At the advent of fMRI analysis, the focus was on task-related fMRI in which the brain’s activity during a task is compared to the baseline activity to identify task-associated brain regions. It was observed that the BOLD signal has slow spontaneous fluctuations at rest (< 0.1 Hz), but this was initially regarded as noise resulting from vascular properties instead of brain activity. Later it was observed that this activity at rest is synchronous across brain regions, indicating functional connectivity between regions (Biswal et al. 1995) (Figure 10). The significance of resting state BOLD signal correlations was given little importance until visual representations of one of the key resting state networks, the default mode network (DMN), were published and were found relevant in a neuroscience context (Greicius et al. 2003). Task-related fMRI was not used in this work and therefore the next sections only describe resting state fMRI (rsfMRI) processing.

Figure 10: Adapted from (Smith et al. 2013). Basic concept of rsfMRI: calculate correlation of temporal

activity across voxels and as such brain regions (nodes, indicated as A, B, C).

6.4.3 fMRI resting state processing

Before the rsfMRI scan subjects are asked to “lie still, do not think of anything in particular and to not fall asleep” while the BOLD signal is measured for 8 minutes (values between 5-15 minutes are common in rsfMRI studies). Most common MRI sequence to measure this signal is gradient echo planar imaging (EPI) in which one 2D slice is acquired to cover the whole brain within 2-3s with a spatial resolution of around 3-5mm in each dimension. Consecutively a structural scan with higher resolution is acquired in order to map activations to brain regions.

Various software packages are available to process the raw 4D rsfMRI data using standardized approaches. In this work the CONN-toolbox (Whitfield-Gabrieli and Nieto-Castanon 2012) is used in which the following pre-processing steps are performed:

1. Analyze and realign changes in orientation of the rsfMRI data over time due to head motion. 2. Warp the high resolution structural scan to Montreal Neurological Institute (MNI) standardized-

space and use the deformation matrixes to also warp the rsfMRI data to this space.

3. Use the structural image in MNI space to generate tissue maps in order to separate non-brain regions, gray matter and white matter.

4. Smoothing of the rsfMRI data is applied to improve signal-to-noise ratio and statistical power. 5. Filtering of rsfMRI data to remove the slowest temporal drifts.

6. Regression of motion parameters (estimated in step 1) and signal changes from the CSF.

7. Independent component analysis (ICA) identifying noise components which are subsequently removed.

After pre-processing temporal synchronicity between spatially separated voxels needs to be calculated (Figure 10). This can either be done in a seed-based approach, in which a seed region is selected and time courses in all other voxels are compared to the seed region, or an ICA analysis to identify similar components throughout the brain (Cole, Smith, and Beckmann 2010). While seed-based approach allows for less variation due to possible underlying changes since the seed is fixed, ICA requires manual identification of significant components and is less established. Both techniques are used throughout currently published works, with a tentative preference for ICA in more recent works.

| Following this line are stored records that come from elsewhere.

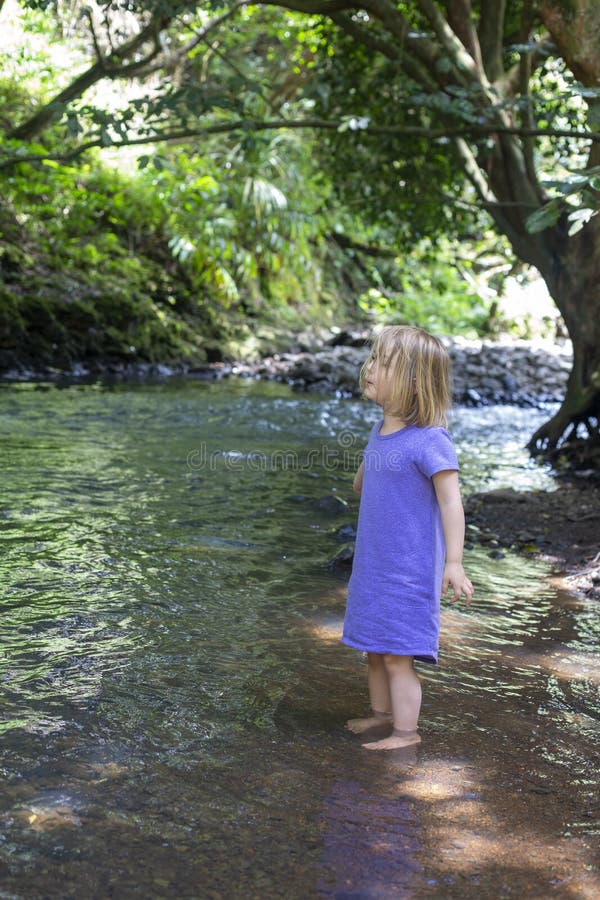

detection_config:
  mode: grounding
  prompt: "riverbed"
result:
[0,377,600,900]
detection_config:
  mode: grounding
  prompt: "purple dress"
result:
[342,422,458,663]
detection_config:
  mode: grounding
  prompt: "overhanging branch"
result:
[0,119,600,169]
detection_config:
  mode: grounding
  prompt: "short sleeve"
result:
[418,428,459,478]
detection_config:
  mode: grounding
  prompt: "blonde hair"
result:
[359,325,451,428]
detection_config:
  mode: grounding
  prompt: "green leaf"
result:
[525,200,562,234]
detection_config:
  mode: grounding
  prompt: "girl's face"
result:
[364,358,392,410]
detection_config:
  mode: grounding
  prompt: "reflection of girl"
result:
[342,325,473,750]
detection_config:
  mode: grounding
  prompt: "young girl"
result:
[342,325,473,750]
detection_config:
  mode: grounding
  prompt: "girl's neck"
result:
[379,410,406,434]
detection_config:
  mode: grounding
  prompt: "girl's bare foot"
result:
[346,712,392,734]
[363,728,421,750]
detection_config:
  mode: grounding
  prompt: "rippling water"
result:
[0,378,600,898]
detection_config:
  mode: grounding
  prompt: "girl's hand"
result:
[442,563,473,606]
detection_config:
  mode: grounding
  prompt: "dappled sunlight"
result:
[397,759,600,898]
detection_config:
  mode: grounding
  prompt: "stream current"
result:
[0,378,600,900]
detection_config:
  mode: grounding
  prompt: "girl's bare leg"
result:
[363,653,421,750]
[346,653,392,734]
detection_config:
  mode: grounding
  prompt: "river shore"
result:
[0,328,600,597]
[0,328,572,406]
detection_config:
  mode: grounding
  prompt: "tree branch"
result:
[7,18,170,141]
[0,119,600,171]
[329,13,438,90]
[446,0,484,71]
[417,0,483,85]
[479,0,506,83]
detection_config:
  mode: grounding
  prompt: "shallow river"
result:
[0,378,600,900]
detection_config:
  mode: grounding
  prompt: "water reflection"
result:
[0,379,600,900]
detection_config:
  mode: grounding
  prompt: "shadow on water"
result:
[0,379,600,900]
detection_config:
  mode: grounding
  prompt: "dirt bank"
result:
[465,479,600,598]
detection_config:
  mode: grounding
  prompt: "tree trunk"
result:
[528,217,600,455]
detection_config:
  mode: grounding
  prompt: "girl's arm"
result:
[433,469,473,606]
[352,462,365,494]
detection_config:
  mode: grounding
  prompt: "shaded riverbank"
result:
[0,328,572,406]
[465,480,600,600]
[0,379,600,900]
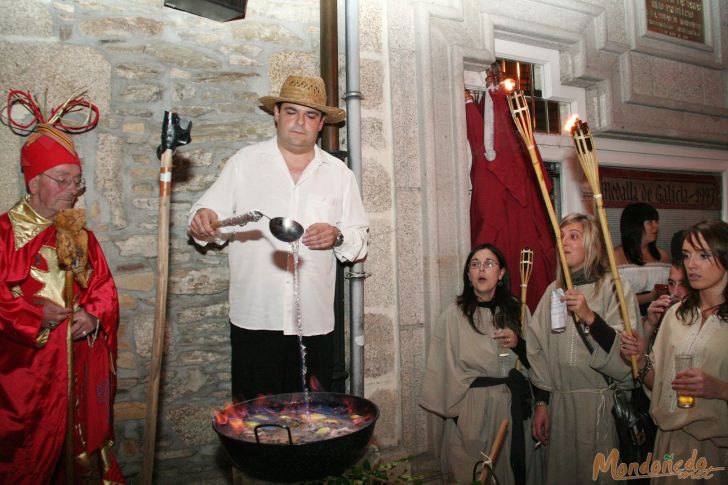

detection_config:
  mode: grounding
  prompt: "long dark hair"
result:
[619,202,660,266]
[677,220,728,321]
[455,243,521,336]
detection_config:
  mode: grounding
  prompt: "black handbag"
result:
[612,386,657,464]
[575,322,657,464]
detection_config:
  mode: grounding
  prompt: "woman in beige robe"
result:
[622,221,728,485]
[526,214,639,484]
[420,244,543,485]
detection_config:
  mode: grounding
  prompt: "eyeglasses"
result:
[470,259,500,271]
[41,172,86,192]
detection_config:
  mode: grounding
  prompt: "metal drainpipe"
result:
[344,0,366,397]
[319,0,349,392]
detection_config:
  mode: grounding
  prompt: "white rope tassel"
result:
[483,84,498,162]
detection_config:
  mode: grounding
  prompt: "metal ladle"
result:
[255,211,304,242]
[212,209,304,242]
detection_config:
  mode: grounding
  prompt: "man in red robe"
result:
[0,120,123,484]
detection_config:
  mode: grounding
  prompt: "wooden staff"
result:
[567,115,639,378]
[141,111,192,485]
[63,270,75,484]
[480,419,508,485]
[55,209,89,484]
[507,91,574,290]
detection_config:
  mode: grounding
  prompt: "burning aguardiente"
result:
[212,392,379,482]
[215,396,376,445]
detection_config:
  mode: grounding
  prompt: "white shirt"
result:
[190,137,369,336]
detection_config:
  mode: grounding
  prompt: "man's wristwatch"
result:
[334,226,344,248]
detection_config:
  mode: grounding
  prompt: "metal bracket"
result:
[344,271,372,280]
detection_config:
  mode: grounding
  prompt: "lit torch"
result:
[519,248,533,335]
[564,114,638,378]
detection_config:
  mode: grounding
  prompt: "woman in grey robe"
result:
[526,214,641,484]
[622,221,728,485]
[420,244,542,485]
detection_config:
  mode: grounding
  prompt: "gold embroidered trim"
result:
[35,328,51,348]
[8,195,53,251]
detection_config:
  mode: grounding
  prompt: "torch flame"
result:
[501,78,516,93]
[564,113,579,133]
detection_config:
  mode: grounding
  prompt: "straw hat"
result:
[259,76,346,123]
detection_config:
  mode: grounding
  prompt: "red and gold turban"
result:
[0,90,99,184]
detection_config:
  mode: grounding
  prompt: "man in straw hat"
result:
[0,92,123,484]
[189,76,369,402]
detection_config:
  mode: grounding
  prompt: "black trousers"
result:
[230,323,334,402]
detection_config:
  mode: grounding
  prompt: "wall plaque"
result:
[645,0,705,44]
[599,167,722,210]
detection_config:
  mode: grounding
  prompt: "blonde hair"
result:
[556,213,609,287]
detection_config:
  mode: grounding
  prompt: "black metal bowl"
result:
[212,392,379,483]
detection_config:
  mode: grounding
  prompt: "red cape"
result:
[465,90,556,311]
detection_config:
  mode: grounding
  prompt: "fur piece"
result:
[56,209,91,288]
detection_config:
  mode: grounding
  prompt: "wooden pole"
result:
[480,419,508,485]
[141,149,174,485]
[63,270,76,484]
[570,117,639,378]
[519,248,533,335]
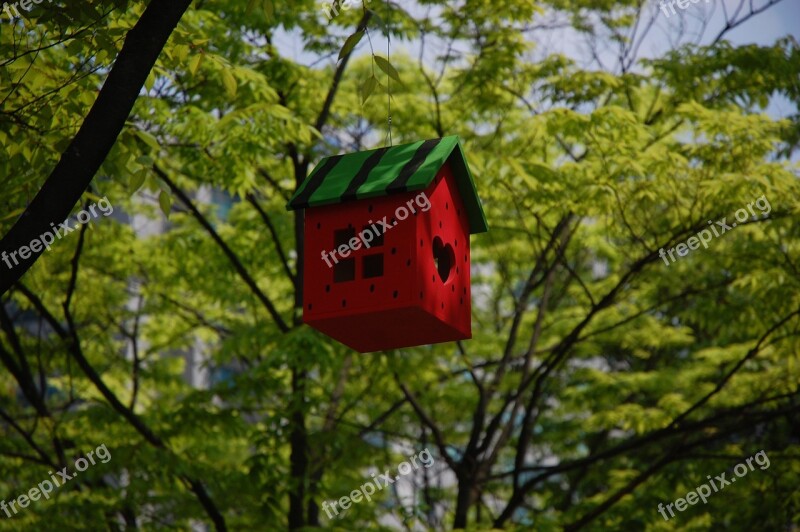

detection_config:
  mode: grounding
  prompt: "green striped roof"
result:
[286,136,489,233]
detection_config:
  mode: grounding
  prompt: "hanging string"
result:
[386,0,392,148]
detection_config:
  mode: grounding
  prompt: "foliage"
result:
[0,0,800,530]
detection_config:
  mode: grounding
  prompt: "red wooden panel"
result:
[303,165,471,352]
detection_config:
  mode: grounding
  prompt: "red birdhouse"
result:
[288,136,488,353]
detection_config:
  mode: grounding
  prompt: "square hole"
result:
[333,227,356,248]
[364,224,383,247]
[361,253,383,279]
[333,259,356,283]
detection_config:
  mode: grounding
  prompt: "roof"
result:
[286,136,489,233]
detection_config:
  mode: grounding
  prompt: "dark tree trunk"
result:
[0,0,191,295]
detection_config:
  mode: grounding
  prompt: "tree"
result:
[0,0,800,530]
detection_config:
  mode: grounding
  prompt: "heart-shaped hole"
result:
[433,236,456,283]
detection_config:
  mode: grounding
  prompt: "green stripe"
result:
[350,141,423,199]
[308,150,375,207]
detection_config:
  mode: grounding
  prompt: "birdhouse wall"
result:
[416,160,472,341]
[303,165,471,352]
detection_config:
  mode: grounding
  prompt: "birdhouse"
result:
[287,136,488,353]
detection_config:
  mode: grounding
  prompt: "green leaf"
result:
[129,168,147,194]
[361,76,378,105]
[264,0,275,20]
[189,54,203,76]
[222,68,236,98]
[158,190,172,219]
[337,30,364,61]
[375,55,403,83]
[136,129,161,152]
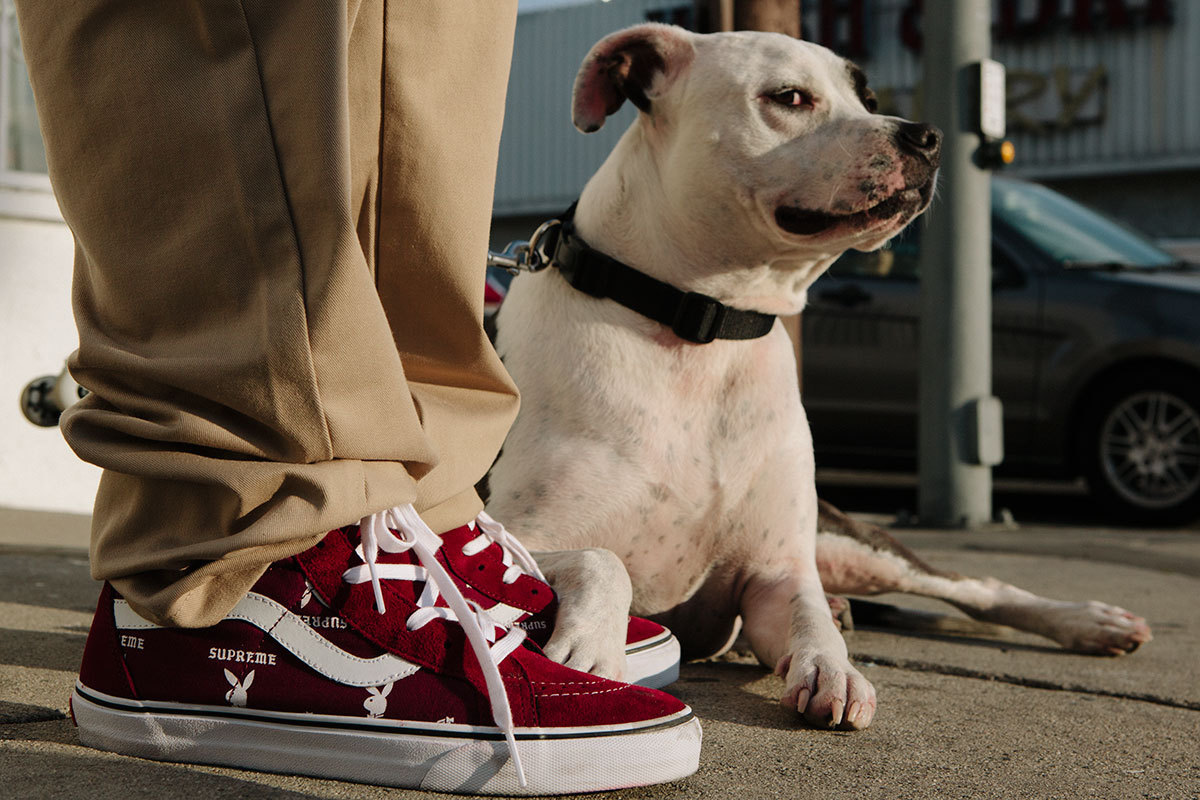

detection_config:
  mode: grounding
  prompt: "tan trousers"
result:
[18,0,517,626]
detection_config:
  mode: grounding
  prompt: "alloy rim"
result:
[1099,391,1200,509]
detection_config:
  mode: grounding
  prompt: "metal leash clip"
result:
[487,219,563,275]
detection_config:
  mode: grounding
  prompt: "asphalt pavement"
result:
[0,509,1200,800]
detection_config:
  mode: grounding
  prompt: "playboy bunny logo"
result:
[362,684,391,720]
[300,578,319,608]
[226,669,254,708]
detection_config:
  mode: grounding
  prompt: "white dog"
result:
[488,24,1148,728]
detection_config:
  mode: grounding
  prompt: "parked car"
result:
[802,178,1200,524]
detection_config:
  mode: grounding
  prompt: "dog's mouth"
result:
[775,180,934,236]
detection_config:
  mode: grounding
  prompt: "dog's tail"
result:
[842,597,1013,638]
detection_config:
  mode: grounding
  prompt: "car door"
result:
[802,225,1040,468]
[802,226,920,465]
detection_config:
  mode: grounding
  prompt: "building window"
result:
[0,0,50,190]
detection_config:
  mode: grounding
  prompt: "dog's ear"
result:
[572,23,695,133]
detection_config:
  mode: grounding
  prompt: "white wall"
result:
[0,200,100,513]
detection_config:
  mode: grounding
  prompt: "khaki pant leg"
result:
[376,0,517,531]
[18,0,511,626]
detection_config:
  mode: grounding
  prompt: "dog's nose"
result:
[896,122,942,163]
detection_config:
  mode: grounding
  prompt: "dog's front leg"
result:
[532,547,634,680]
[742,564,875,730]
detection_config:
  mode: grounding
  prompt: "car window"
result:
[991,179,1175,267]
[829,224,1020,286]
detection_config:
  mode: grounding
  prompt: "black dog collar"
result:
[546,205,775,344]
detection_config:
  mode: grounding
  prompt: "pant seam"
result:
[238,1,334,461]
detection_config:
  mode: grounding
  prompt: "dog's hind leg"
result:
[817,500,1151,655]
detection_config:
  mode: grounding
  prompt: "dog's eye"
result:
[767,89,814,108]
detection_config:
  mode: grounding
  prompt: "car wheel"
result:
[1081,372,1200,525]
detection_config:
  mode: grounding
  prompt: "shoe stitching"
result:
[542,686,625,697]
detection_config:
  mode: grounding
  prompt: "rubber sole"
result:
[625,631,680,688]
[71,684,701,795]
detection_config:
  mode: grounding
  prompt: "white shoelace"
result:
[462,511,550,583]
[342,505,532,788]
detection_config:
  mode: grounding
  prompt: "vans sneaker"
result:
[71,506,701,795]
[438,512,679,688]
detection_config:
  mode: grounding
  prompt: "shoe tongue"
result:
[295,525,424,615]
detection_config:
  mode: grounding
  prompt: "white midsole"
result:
[71,686,701,795]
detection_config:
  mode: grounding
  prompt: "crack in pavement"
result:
[851,652,1200,711]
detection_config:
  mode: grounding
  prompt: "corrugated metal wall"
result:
[496,0,1200,216]
[496,0,685,216]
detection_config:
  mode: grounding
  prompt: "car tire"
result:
[1079,369,1200,525]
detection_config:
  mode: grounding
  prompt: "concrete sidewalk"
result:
[0,510,1200,800]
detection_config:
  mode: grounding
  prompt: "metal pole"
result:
[918,0,1000,528]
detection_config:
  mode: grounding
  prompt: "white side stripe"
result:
[113,591,420,687]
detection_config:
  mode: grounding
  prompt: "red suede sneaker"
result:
[438,512,679,688]
[71,506,701,795]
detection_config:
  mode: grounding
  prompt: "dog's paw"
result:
[1046,600,1152,656]
[535,548,634,680]
[542,631,625,680]
[775,652,875,730]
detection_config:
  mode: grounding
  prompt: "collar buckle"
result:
[671,291,726,344]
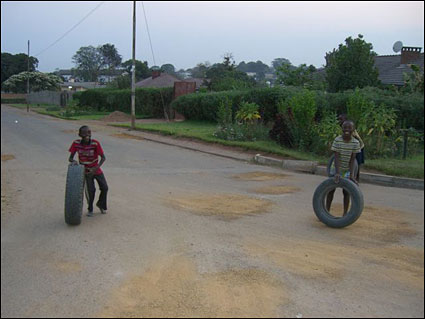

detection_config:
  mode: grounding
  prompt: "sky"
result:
[1,1,424,72]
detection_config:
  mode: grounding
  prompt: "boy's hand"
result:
[350,175,359,185]
[87,166,99,175]
[334,174,341,184]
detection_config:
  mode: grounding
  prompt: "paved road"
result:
[1,106,424,317]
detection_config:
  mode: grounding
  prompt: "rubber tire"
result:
[313,178,364,228]
[326,155,359,177]
[65,165,85,225]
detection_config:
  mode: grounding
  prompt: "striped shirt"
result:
[331,135,361,173]
[69,139,103,175]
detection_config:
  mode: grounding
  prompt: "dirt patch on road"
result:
[111,133,144,141]
[232,172,289,181]
[167,194,272,220]
[315,203,418,244]
[252,186,301,195]
[1,154,15,162]
[245,238,424,293]
[96,256,288,318]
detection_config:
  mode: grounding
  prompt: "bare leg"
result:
[326,190,335,212]
[342,190,350,216]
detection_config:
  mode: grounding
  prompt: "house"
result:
[136,71,180,88]
[60,81,106,92]
[375,47,424,86]
[136,71,204,90]
[315,47,424,86]
[54,69,126,83]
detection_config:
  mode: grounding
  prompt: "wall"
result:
[28,91,73,106]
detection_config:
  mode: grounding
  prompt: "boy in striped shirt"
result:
[326,120,361,215]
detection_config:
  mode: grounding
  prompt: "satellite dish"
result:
[393,41,403,53]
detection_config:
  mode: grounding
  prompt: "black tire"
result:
[65,165,85,225]
[313,178,364,228]
[326,155,359,177]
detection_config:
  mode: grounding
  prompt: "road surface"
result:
[1,105,424,318]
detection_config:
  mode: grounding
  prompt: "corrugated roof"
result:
[375,53,424,86]
[136,73,180,88]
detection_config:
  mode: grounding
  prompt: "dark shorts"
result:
[356,148,364,165]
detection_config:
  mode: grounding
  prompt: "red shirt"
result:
[69,139,103,175]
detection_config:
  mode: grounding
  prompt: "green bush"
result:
[73,88,174,118]
[1,99,27,104]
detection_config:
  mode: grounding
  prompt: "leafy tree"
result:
[72,45,104,82]
[161,63,176,74]
[98,43,122,81]
[2,72,63,93]
[206,53,255,91]
[237,61,270,81]
[121,60,152,81]
[188,61,211,79]
[402,64,424,94]
[326,34,379,92]
[1,52,38,83]
[236,102,261,124]
[276,64,316,86]
[272,58,292,70]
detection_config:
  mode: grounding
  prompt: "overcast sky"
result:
[1,1,424,72]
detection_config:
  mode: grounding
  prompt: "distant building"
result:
[316,47,424,87]
[60,82,106,92]
[53,69,126,83]
[136,71,180,88]
[375,47,424,86]
[136,71,204,90]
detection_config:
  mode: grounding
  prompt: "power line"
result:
[35,1,105,56]
[142,1,156,65]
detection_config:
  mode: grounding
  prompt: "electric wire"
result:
[35,1,105,56]
[142,1,170,121]
[142,1,156,66]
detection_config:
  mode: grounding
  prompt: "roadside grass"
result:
[113,121,424,179]
[5,104,424,179]
[113,121,327,164]
[365,154,424,179]
[10,104,149,120]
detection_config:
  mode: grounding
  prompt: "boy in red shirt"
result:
[69,125,108,217]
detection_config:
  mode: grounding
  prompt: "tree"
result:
[237,61,270,81]
[99,43,122,82]
[188,61,211,79]
[2,72,63,93]
[161,63,176,74]
[277,64,316,86]
[206,53,255,91]
[402,64,424,94]
[325,34,379,92]
[1,52,38,83]
[121,60,152,83]
[272,58,292,70]
[72,45,104,82]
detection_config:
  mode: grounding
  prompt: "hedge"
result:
[1,99,27,104]
[171,87,424,131]
[72,88,173,118]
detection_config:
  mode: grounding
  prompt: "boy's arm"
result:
[350,152,357,184]
[334,151,341,184]
[68,152,78,164]
[89,154,106,173]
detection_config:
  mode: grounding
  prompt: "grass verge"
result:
[114,121,424,179]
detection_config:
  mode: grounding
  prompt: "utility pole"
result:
[131,1,136,130]
[26,40,30,112]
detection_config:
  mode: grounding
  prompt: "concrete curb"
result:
[121,131,424,190]
[254,154,424,190]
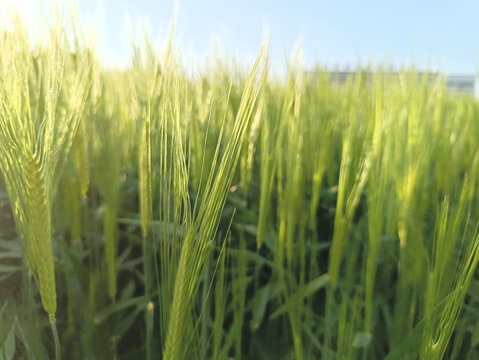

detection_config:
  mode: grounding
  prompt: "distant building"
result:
[308,71,479,97]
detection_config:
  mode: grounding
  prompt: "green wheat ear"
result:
[0,7,91,336]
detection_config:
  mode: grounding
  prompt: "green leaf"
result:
[353,332,373,348]
[4,324,16,360]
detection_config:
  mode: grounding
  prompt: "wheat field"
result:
[0,7,479,360]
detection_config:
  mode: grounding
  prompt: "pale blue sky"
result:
[0,0,479,74]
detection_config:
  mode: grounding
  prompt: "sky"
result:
[0,0,479,75]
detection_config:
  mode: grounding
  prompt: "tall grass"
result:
[0,8,479,360]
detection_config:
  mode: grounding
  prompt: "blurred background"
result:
[0,0,479,75]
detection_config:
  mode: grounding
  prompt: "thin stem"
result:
[50,317,62,360]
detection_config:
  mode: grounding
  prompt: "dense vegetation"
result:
[0,11,479,360]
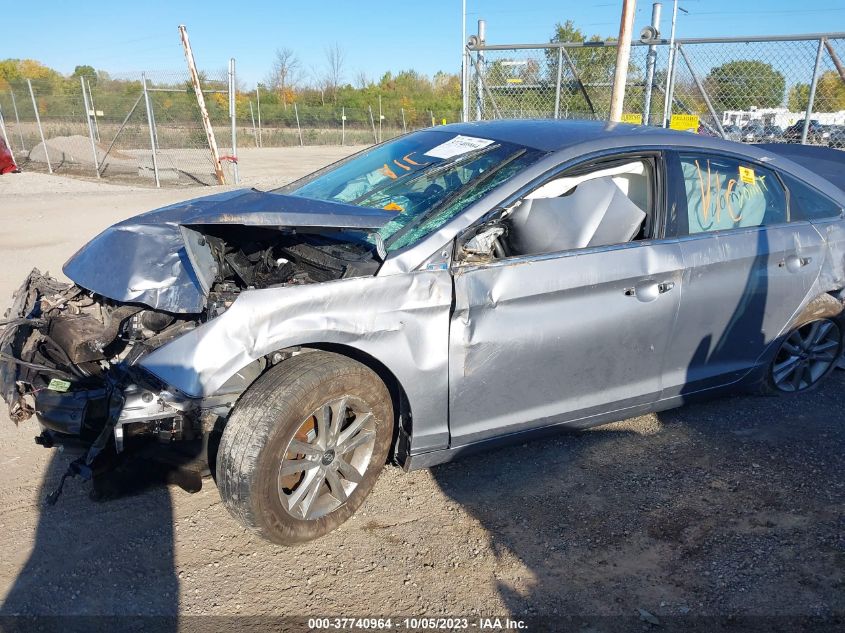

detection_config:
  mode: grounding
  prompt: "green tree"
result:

When the networks are identified, comparisons can be made on a group or linear-correlation basis. Either participants are grouped based on some classifier and the same network is compared between the two groups, or within the selected network voxels are weighted by a linear value for each subject and evaluated for significance within the whole sample. The statistics involved for these large 4D datasets is called Statistical Parametric Mapping (SPM) (Friston 1994), in which a General Linear Model (GLM) is used to describe the statistical contrast being tested as a correlation between measurements and a design matrix with a noise term. Correction for multiple testing is handled by applying Gaussian random fields theory (Friston 1994) after T-testing of each voxel for significance.